Armstrong said he wasn’t calling Harris “guilty or innocent.” Did he think Harris has a conflict of interest in a leadership position on a children’s affairs committee, where he’s vice chairman? He said it was distraction. But after repeated questions, he finally said that he thought Harris should consider resigning. I’d asked House Speaker Gillam the same question about a conflict of interest as committee vice chair before the news conference. His response:
The House is reviewing all verified information and evidence in the matter. We will act responsibly and accordingly to house rules.
Armstrong said his concerns about DHS included a staff that might be overworked. But he said the agency might need an overhaul to prevent such cases from occurring. He said Harris didn’t attend a committee meeting this morning where reporters were on hand to ask Harris questions.
He said he didn’t want to appear “vindictive.” But he said the legislature has business to attend to that is being disrupted by attention to the affair.
Reporting by Benji Hardy has detailed how Harris placed two adopted children, then 3 and 5, in the home of a man who worked for Harris’ state-funded pre-school in West Fork. The man subsequently molested one of the children and is now serving a prison sentence.

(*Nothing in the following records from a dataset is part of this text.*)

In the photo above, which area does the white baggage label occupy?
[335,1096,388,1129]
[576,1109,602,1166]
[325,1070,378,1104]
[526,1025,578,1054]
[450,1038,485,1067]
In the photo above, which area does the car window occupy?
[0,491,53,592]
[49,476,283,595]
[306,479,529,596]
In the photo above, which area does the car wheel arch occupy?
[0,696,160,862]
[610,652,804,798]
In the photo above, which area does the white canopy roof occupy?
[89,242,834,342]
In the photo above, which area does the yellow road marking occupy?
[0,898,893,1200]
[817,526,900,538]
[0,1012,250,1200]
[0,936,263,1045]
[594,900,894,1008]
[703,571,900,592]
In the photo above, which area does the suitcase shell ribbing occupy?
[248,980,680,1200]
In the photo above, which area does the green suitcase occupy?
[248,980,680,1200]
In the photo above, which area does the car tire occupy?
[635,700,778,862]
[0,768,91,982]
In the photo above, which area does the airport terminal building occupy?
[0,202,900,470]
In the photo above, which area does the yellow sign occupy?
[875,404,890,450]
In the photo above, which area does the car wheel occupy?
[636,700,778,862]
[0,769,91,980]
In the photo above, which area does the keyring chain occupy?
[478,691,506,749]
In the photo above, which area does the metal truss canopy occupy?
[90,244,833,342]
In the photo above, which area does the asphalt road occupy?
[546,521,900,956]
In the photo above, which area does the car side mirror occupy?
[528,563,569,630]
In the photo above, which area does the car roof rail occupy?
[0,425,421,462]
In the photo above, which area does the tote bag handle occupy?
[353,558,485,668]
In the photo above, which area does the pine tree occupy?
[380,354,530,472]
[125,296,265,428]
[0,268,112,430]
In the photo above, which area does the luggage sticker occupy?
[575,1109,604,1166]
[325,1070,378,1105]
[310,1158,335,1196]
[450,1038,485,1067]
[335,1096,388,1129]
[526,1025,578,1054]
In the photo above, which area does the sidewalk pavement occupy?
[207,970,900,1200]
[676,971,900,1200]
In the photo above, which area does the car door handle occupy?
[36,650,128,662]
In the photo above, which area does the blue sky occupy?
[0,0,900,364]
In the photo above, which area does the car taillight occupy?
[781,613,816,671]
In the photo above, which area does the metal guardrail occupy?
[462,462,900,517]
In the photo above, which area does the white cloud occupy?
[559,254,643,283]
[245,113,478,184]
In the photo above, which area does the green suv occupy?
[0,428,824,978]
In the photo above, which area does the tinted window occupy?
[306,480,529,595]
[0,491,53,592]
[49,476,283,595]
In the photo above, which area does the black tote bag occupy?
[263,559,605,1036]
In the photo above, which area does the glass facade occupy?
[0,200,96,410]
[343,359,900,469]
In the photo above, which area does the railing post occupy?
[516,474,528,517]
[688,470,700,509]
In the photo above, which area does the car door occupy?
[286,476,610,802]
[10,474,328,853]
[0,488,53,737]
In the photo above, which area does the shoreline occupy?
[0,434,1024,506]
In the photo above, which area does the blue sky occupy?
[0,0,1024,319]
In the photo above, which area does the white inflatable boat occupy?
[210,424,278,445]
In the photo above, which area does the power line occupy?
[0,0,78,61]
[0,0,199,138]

Hardy’s reporting has touched on: 1) Rehoming, a controversial practice currently unregulated in Arkansas which a family can turn children over to another for adoption with little review process outside court approval, even children first adopted from the state following a lengthy review; 2) Harris’ pressure on DHS officials to complete the adoption; 3) resistance to the adoption by some DHS workers on account of the girls’ difficult history; 4) accounts from people close to the Harrises that they believed the girls were possessed by demons and the unusual ways they treated the children as a result (an account the Harris’ lawyer has disputed); 5) Harris continued position of authority on a legislative committee that controls child welfare legislation and reports that he held up a DHS budget while pressuring to get the adoption approved; 6) the review of his pre-school, Growing God’s Kingdom after Eric Francis, the school’s former head teacher, was arrested for molestation; 7) DHS’ knowledge in the home situation of Harris’ adopted children before a complaint was made to an abuse hotline.
Gov. Asa Hutchinson has a news conference at 1 p.m. on his signing of a bill to end consolidation of school districts that fall below 350 enrollment. He’s expected to get questions there on this issue.
UPDATE: Governor says it wouldn’t be prudent to jump to conclusions about the Harris matter. Indeed not. But it might be a time to talk about ending the enormous conflict of interest presented by Harris presiding over a committee that handles children’s issues when he stands accused of applying pressure of his office to get an adoption opposed by case workers and, since, of accusing DHS of various sorts of wrongdoing in his own personal case.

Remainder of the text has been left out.